Social Security cuts. The Greek government has cut spending on social benefits by 10%t. In the United States, spending on Social Security and Medicare for seniors goes up every year, which is one of the biggest threats to the government's solvency. Yet proposals to rein in that spending routinely generate outrage.


When AARP, the powerful lobbying group for seniors, recently signaled it might drop its longstanding opposition to any kind of Social Security reform, protests rained down on the group from critics and its own members.


It's quite plausible that a cut in benefits for seniors of 10% or even 5% could incite the kinds of riots in Washington or Chicago or Miami as those that make Athens seem like a hothouse filled with fanatics.

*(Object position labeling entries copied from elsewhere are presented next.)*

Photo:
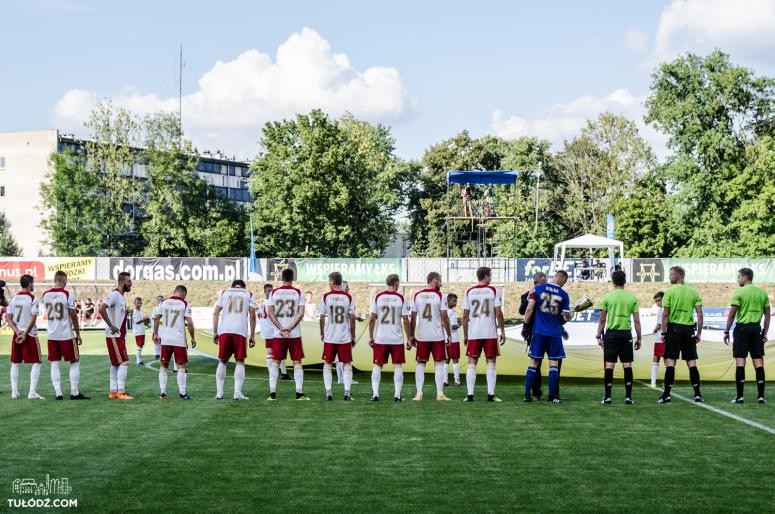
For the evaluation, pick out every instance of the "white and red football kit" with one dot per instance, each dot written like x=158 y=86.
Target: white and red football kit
x=57 y=303
x=235 y=304
x=429 y=331
x=116 y=341
x=287 y=302
x=23 y=307
x=481 y=302
x=172 y=329
x=390 y=308
x=337 y=307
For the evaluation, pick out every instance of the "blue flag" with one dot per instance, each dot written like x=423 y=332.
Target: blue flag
x=253 y=266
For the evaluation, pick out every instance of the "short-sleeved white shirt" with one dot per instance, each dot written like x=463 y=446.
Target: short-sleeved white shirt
x=336 y=307
x=23 y=307
x=117 y=313
x=454 y=325
x=172 y=326
x=390 y=308
x=287 y=302
x=480 y=301
x=265 y=324
x=235 y=304
x=429 y=304
x=138 y=327
x=56 y=303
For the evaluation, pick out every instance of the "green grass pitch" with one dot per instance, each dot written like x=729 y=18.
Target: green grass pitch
x=258 y=456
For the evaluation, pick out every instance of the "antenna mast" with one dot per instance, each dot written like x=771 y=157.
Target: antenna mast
x=180 y=94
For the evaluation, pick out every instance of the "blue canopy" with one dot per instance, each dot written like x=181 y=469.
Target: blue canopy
x=482 y=177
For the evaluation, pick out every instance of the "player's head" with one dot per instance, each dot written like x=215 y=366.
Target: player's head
x=124 y=282
x=335 y=279
x=392 y=280
x=60 y=278
x=560 y=277
x=287 y=275
x=744 y=276
x=27 y=282
x=434 y=280
x=677 y=275
x=484 y=275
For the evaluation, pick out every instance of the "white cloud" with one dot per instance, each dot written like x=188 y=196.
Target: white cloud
x=744 y=28
x=563 y=121
x=235 y=98
x=636 y=40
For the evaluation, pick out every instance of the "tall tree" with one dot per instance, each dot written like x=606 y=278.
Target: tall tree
x=322 y=188
x=713 y=111
x=69 y=203
x=598 y=167
x=8 y=245
x=110 y=155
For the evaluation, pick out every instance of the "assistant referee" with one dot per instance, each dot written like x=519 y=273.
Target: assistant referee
x=680 y=332
x=749 y=305
x=616 y=309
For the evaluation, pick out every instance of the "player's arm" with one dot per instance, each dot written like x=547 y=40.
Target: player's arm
x=466 y=315
x=412 y=326
x=700 y=321
x=271 y=315
x=601 y=326
x=216 y=319
x=530 y=311
x=299 y=316
x=352 y=328
x=501 y=322
x=372 y=324
x=445 y=325
x=252 y=322
x=636 y=324
x=730 y=320
x=76 y=324
x=191 y=332
x=11 y=323
x=156 y=321
x=106 y=318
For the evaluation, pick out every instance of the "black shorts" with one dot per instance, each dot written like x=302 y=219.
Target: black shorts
x=617 y=344
x=680 y=340
x=747 y=339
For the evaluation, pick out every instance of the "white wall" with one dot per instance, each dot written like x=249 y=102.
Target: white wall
x=26 y=165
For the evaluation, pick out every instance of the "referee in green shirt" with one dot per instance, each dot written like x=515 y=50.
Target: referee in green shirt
x=680 y=332
x=749 y=305
x=616 y=309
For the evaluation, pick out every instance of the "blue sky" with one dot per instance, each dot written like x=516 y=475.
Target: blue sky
x=427 y=69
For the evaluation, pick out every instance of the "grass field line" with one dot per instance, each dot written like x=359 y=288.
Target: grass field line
x=711 y=408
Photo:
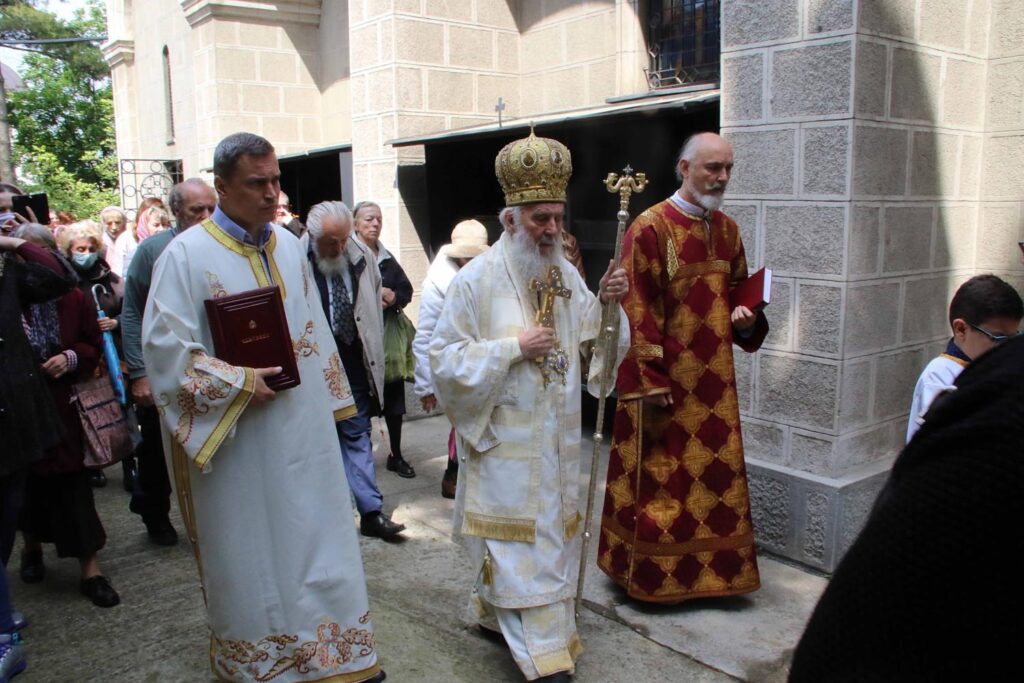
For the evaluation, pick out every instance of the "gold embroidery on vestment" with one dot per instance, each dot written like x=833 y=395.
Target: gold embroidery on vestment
x=272 y=655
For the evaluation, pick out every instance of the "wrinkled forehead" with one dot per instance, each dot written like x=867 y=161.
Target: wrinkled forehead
x=543 y=211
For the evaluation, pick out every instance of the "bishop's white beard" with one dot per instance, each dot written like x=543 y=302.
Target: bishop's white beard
x=330 y=266
x=526 y=258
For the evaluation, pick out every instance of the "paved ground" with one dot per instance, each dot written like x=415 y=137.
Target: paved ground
x=418 y=593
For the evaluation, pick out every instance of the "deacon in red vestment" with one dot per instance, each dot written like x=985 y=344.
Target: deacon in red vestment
x=677 y=521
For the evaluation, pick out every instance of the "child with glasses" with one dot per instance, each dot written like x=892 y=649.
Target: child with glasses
x=984 y=312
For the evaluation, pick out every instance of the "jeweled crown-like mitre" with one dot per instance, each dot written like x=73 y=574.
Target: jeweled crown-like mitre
x=534 y=169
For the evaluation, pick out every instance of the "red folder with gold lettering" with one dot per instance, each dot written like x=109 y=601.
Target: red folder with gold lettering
x=250 y=330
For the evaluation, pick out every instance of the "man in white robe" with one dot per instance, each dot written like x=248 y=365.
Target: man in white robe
x=511 y=389
x=259 y=473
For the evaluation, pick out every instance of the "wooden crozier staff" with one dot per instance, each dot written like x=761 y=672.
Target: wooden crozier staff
x=626 y=185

Overall debt. Even after all that austerity, debt levels in Greece are still way too high, with the nation's total gross debt equal to about 150% of GDP. The United States is in better shape, with gross debt equal to about 100% of GDP. But Greece, at least, has a plan to start reducing its debt, assuming it sticks with its austerity measures and continues to draw bailout funds. Washington has no such plan yet, and debt levels seem bound to keep rising for at least the next several years.


The United States has advantages that Greece doesn't. Much of America's debt is held domestically, which makes it less likely foreigners can dictate the terms of any debt workout. Washington also controls its own currency, which means it can inflate away some of its debt, which Greece can't do since it's bound to the euro.


And there remains robust demand for U.S. government debt, which allows Washington, for now, to borrow at rock-bottom rates.


But there's also a measure of arrogance that comes with those special advantages, as if Washington doesn't have to play by the same rules as everybody else. Someday that may no longer be true, and by then, we may wish we had emulated Greece a lot sooner.